O primeiro andar fora completamente modificado, paredes foram derrubadas e o amplo hall se transformou em uma aconchegante recepção onde o jardim de inverno completamente revitalizado produzia um efeito sofisticado e aconchegante. Os dois banheiros foram mantidos, porque era prático e funcional. Toda a área que englobava sala de estar, sala de música, copa e cozinha foi transformada em dois consultórios e uma sala para pré-consulta, onde o paciente tinha sua pressão verificada, era pesado e o eletrocardiograma era realizado. O consultório menor estava sem uso no momento, Julia ainda não estava disposta a dividir seu espaço com outro profissional, o sentimento de posse que ela estava experimentando com a clínica era forte o bastante para que ela se recusasse a sublocar a sala. E a médica já havia decido que somente iria dividir o espaço se pudesse encontrar uma pessoa com quem se sentisse confortável e a vontade, do contrário continuaria em voo solo.
O consultório maior era usado por ela. A sala era ampla, e dividida de forma elegante em dois ambientes. A porta abria-se para um espaço amplo dominado pela mesa antiga, sobre a qual estava o computador, que Julia usava para receber os pacientes e iniciar a consulta. Uma parede de madeira, onde estavam pendurados os diversos diplomas de Julia, dividia a sala e delimitava a área de exame, onde os pacientes poderiam ser examinados com privacidade pela médica. Em um dos cantos da sala fora colocada uma escada em caracol que dava acesso ao segundo andar do sobrado. Este artifício permitia a médica uma alternativa discreta para um intervalo entre as consultas.

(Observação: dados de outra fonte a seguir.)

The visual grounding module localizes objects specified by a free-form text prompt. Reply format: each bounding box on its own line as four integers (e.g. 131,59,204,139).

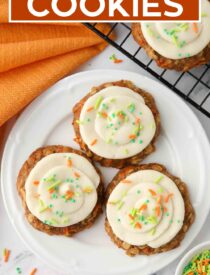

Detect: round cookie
132,0,210,71
105,163,195,256
17,146,104,236
73,80,160,168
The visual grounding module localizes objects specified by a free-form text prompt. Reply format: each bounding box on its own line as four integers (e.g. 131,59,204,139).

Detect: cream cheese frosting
141,0,210,60
25,153,100,227
77,86,156,159
106,170,185,248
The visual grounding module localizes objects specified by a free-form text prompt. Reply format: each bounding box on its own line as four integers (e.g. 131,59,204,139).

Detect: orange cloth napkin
0,0,113,148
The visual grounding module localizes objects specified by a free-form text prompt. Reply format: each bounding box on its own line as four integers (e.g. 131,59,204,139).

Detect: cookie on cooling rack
17,146,103,236
132,0,210,71
105,164,195,256
73,80,160,168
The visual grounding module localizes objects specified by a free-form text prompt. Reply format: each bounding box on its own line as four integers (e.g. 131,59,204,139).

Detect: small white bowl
175,241,210,275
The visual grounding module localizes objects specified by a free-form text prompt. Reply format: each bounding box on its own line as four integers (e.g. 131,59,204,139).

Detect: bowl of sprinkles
175,242,210,275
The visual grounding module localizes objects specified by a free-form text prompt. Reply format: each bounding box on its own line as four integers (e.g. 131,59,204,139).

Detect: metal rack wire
84,23,210,118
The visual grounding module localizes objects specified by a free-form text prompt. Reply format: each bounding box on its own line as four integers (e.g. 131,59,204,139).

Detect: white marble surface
0,29,210,275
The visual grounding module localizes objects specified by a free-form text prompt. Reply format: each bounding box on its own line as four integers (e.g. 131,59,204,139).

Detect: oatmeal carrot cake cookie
73,80,160,168
105,164,195,256
132,0,210,71
17,146,103,236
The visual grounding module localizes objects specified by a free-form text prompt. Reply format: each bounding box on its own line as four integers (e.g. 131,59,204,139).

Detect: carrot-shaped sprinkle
74,172,80,178
135,222,142,229
33,180,39,186
128,214,134,221
193,23,198,33
129,135,136,139
122,180,132,183
149,189,157,196
165,193,174,203
87,106,94,113
90,139,98,146
65,191,74,200
157,195,162,203
3,248,10,263
155,206,160,217
30,268,37,275
67,159,72,167
139,204,147,211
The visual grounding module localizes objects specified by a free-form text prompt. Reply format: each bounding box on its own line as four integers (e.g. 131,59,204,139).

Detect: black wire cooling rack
84,23,210,118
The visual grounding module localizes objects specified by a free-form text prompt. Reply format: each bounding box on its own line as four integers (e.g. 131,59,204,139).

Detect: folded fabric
0,0,113,149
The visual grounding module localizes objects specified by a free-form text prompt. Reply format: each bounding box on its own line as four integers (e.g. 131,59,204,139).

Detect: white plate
2,70,210,275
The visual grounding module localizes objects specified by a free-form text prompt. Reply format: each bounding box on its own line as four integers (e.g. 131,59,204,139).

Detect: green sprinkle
39,200,48,213
117,201,125,210
155,175,164,184
47,180,62,190
128,103,136,113
130,208,137,217
158,187,163,194
16,267,22,274
94,96,103,110
76,119,84,125
45,176,55,182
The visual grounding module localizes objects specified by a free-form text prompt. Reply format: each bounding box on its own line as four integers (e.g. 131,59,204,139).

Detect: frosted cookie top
25,153,100,227
141,0,210,59
78,86,156,159
107,170,185,248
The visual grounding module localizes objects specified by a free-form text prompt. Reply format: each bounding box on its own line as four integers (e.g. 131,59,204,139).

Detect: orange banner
10,0,200,22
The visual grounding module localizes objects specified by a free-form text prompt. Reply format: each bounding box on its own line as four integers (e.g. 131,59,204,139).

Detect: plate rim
0,69,210,275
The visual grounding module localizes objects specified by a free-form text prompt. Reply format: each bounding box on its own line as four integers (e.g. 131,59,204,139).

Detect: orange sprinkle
87,106,94,113
193,23,198,33
74,172,80,178
122,180,132,183
149,189,157,196
139,204,147,211
155,206,160,217
90,139,97,146
157,195,162,203
163,207,168,213
4,249,10,263
65,191,74,200
67,159,72,167
165,193,174,203
128,214,134,221
30,268,37,275
129,135,136,139
135,222,142,229
117,113,124,119
114,59,123,64
33,180,39,186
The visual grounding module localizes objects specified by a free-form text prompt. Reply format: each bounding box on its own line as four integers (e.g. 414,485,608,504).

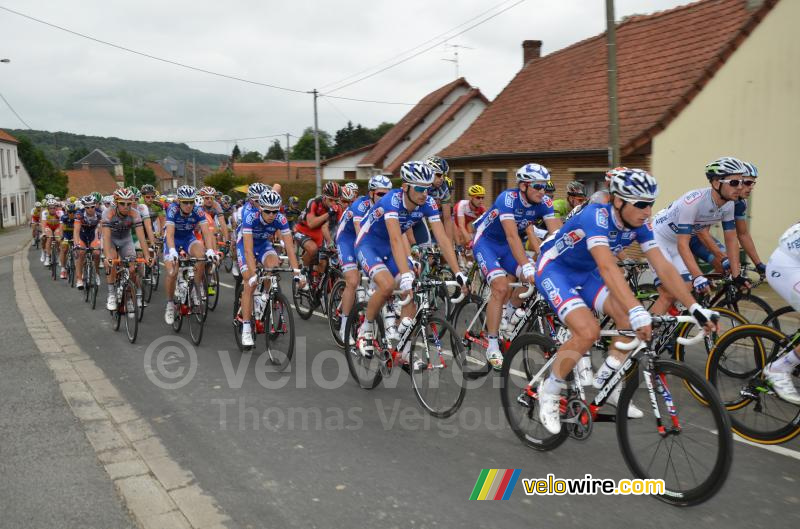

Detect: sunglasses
720,178,756,187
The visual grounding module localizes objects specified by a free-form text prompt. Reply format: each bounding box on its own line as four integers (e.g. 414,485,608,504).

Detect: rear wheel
617,360,733,505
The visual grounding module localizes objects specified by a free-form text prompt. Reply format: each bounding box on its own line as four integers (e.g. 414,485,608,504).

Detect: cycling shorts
236,240,278,272
472,237,521,283
536,259,608,324
689,235,725,265
356,242,397,279
336,233,358,272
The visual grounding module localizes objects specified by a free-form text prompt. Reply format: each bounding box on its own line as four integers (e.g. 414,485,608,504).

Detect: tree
17,136,68,200
264,140,286,160
290,127,333,160
238,151,264,163
64,147,89,170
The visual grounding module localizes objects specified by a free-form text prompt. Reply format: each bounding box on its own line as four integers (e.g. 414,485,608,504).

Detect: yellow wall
652,0,800,262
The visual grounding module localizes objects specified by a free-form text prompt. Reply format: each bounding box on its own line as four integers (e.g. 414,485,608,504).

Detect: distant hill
3,129,227,169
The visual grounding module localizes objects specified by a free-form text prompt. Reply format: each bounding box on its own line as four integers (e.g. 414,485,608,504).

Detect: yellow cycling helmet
467,184,486,197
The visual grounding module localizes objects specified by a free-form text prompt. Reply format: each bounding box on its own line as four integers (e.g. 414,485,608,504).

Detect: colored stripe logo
469,468,522,500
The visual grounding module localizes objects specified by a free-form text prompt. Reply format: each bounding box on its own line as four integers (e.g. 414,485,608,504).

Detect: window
453,171,464,202
492,171,508,198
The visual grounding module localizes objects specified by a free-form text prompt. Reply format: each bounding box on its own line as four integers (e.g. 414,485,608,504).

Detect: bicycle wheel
263,292,295,371
617,360,733,505
206,266,221,310
409,317,467,419
500,333,569,451
119,281,139,343
344,303,383,389
448,294,492,380
187,280,208,345
292,276,317,320
327,279,347,347
706,325,800,444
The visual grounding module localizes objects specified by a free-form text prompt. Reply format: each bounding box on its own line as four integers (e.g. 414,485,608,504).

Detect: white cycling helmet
400,162,434,186
517,163,550,182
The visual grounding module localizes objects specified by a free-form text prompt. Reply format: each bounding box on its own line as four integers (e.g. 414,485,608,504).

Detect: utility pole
283,132,292,182
606,0,620,167
312,88,322,195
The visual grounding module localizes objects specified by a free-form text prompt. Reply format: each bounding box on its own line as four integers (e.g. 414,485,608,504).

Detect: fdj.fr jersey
356,188,441,246
653,187,736,243
473,189,555,243
539,200,656,272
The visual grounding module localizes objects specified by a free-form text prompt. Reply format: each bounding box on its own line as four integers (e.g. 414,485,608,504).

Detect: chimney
522,40,542,66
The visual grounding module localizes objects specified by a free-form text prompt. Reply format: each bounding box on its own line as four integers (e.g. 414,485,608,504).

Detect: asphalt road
23,248,800,528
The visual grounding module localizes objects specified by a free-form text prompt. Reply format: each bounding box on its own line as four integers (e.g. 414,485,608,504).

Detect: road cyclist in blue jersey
472,163,561,370
356,161,467,369
236,189,306,347
336,175,392,340
536,168,715,435
651,156,751,314
164,185,218,325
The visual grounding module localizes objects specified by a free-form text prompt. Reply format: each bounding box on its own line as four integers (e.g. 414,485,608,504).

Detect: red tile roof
65,167,117,197
383,88,489,173
0,129,19,143
360,77,470,167
441,0,777,158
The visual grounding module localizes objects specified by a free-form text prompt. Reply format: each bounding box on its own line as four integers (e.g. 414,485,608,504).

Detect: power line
0,93,31,129
320,0,512,90
322,0,525,95
0,6,308,94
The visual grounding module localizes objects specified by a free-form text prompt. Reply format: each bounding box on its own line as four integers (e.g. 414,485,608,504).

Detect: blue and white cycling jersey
336,195,372,240
356,189,441,247
472,189,555,245
166,203,207,237
536,204,658,321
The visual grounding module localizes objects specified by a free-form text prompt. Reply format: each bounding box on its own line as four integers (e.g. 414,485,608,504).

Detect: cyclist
236,189,305,347
689,162,767,279
454,184,486,246
472,163,561,369
75,195,101,290
164,185,217,325
553,180,586,219
294,182,341,274
336,175,392,340
536,169,714,434
764,222,800,406
101,187,150,310
651,156,749,314
41,195,64,266
356,161,467,369
58,202,77,279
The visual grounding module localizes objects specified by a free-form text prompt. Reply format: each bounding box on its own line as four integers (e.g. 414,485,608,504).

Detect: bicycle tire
327,279,347,347
263,292,295,371
344,302,383,389
120,281,140,343
409,317,467,419
616,359,733,505
705,324,800,444
500,333,569,451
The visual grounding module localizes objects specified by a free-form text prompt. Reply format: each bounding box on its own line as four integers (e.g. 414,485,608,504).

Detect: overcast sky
0,0,688,153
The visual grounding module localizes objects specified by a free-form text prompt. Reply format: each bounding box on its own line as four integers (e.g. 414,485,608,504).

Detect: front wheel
616,360,733,505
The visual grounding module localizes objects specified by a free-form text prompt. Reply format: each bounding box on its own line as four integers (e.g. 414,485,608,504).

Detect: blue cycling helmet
425,155,450,175
368,175,392,191
400,162,434,186
608,167,658,202
517,163,550,182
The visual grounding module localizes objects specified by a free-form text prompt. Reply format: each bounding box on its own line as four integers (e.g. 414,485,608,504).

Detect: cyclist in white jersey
764,222,800,406
652,156,749,314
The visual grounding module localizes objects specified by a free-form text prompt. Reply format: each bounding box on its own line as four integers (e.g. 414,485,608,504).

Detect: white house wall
652,0,800,261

O segundo andar fora adaptado para suprir as necessidades de funcionamento da clínica. A escada em caracol saia diretamente dentro de uma das antigas suítes que fora transformada num quarto de repouso onde Julia poderia descansar, tirar um cochilo e até mesmo passar a noite na cidade se fosse necessário. Uma imensa cama de dossel, um aconchegante sofá, uma cômoda, um guarda-roupa, um microsistem e uma televisão ocupavam o espaço. Numa concessão hedonista ela mantivera no banheiro da suíte a antiga banheira com pés em garra, imaginando que em algumas noites poderia ser uma idéia relaxante utilizá-la ao final de um exaustivo dia de trabalho. O quarto ao lado da suíte foi transformado em uma biblioteca onde Julia organizou livros, revistas e todo o aparato necessário para manter-se atualizada na sua profissão.

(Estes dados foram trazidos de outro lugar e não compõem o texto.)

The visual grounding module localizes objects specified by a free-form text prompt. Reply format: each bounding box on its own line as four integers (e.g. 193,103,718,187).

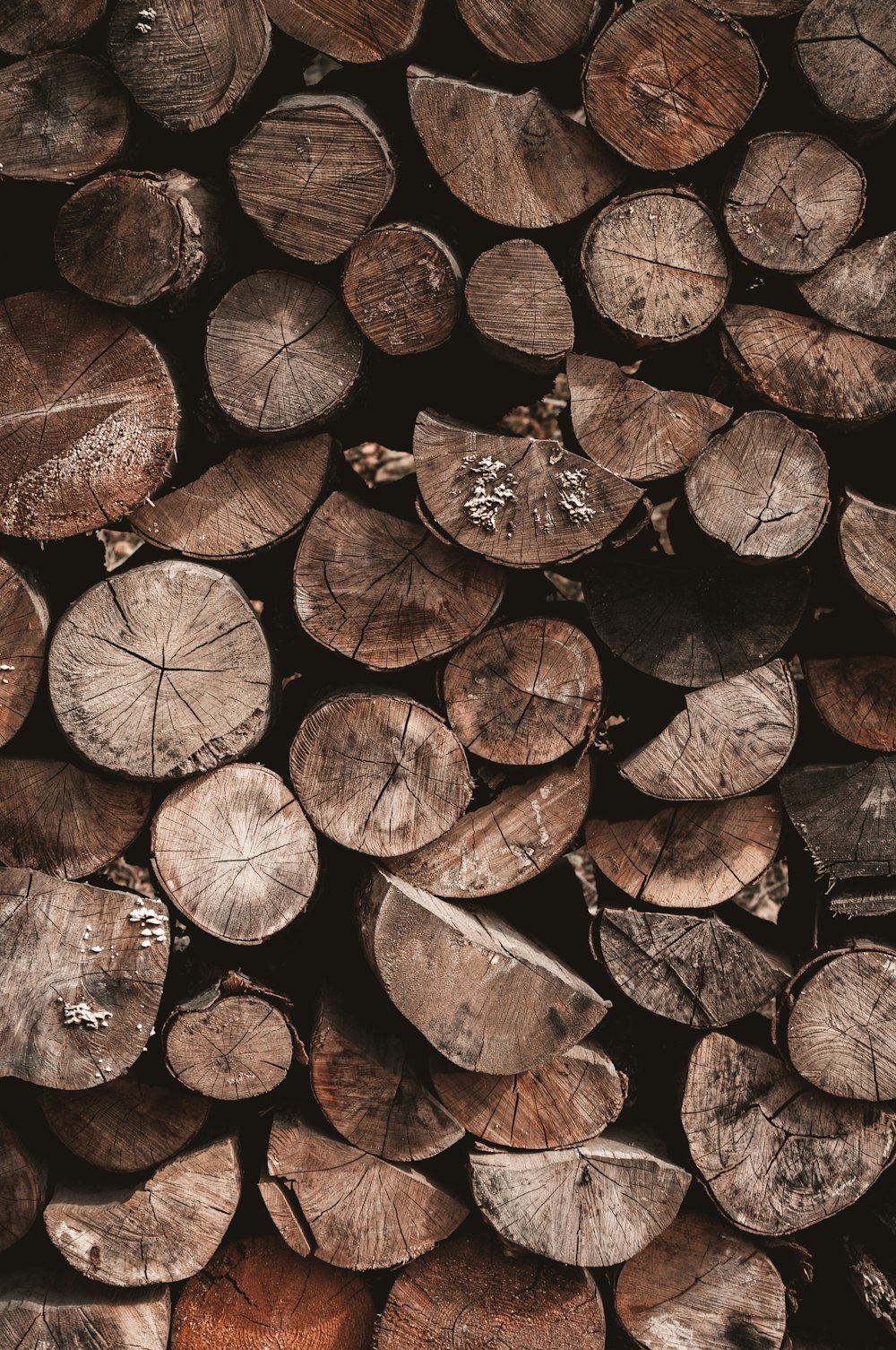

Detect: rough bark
584,552,808,688
0,556,50,745
264,0,425,64
722,305,896,424
0,868,168,1089
358,870,608,1075
582,191,731,343
0,756,150,881
229,93,395,264
151,764,318,944
795,0,896,133
0,54,128,182
109,0,271,131
779,941,896,1102
293,493,504,670
267,1111,469,1270
289,691,472,857
470,1133,691,1267
443,619,602,764
309,991,464,1163
722,131,865,273
685,411,830,563
47,560,272,779
414,411,641,567
131,432,333,560
43,1137,240,1288
40,1077,209,1172
376,1233,605,1350
799,234,896,339
594,909,791,1029
408,66,622,229
0,292,178,540
682,1032,896,1236
567,354,731,482
0,1119,47,1251
616,1214,787,1350
171,1236,375,1350
387,756,591,901
619,660,797,802
343,220,463,357
584,0,765,169
430,1041,629,1149
586,794,781,910
205,272,362,436
464,239,575,370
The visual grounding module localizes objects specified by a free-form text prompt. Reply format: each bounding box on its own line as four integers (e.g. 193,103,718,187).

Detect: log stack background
0,0,896,1350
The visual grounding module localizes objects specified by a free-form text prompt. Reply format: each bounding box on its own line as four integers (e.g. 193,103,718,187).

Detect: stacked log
0,0,896,1350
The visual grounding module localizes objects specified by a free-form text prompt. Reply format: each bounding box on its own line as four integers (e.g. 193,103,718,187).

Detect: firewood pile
0,0,896,1350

A segunda suíte foi desmanchada e transformada na cozinha completamente equipada que fora transferida para o segundo andar, permitindo que se desfrutasse de uma refeição completa, um lanche ou um simples café. Neste piso, ao lado da cozinha, no antigo banheiro da suíte, fora construída uma despensa onde era guardado o material de escritório e o que mais fosse necessário para o bom funcionamento da clínica. Os outros dois quartos simples também foram transformados. Mais um consultório foi construído e uma sala de atendimento onde poderia ser feito curativo, aplicação de injeção ou mesmo algum paciente poderia ser mantido em repouso se fosse necessário.
Ainda lutando contra a insuportável dor de cabeça, Julia entrou no sobrado e sem dar espaço para perguntas e ordenou a Rafaela que segurasse o início do atendimento por uma hora. Sessenta minutos depois de fechar a porta da sua sala, e após tomar uma generosa xícara de café tirada da máquina de expresso que ela comprara para a cozinha que instalara na sua clínica, Julia estava se sentindo quase humana. Pegou o telefone e pediu a sua secretária que fizesse entrar o primeiro paciente do dia.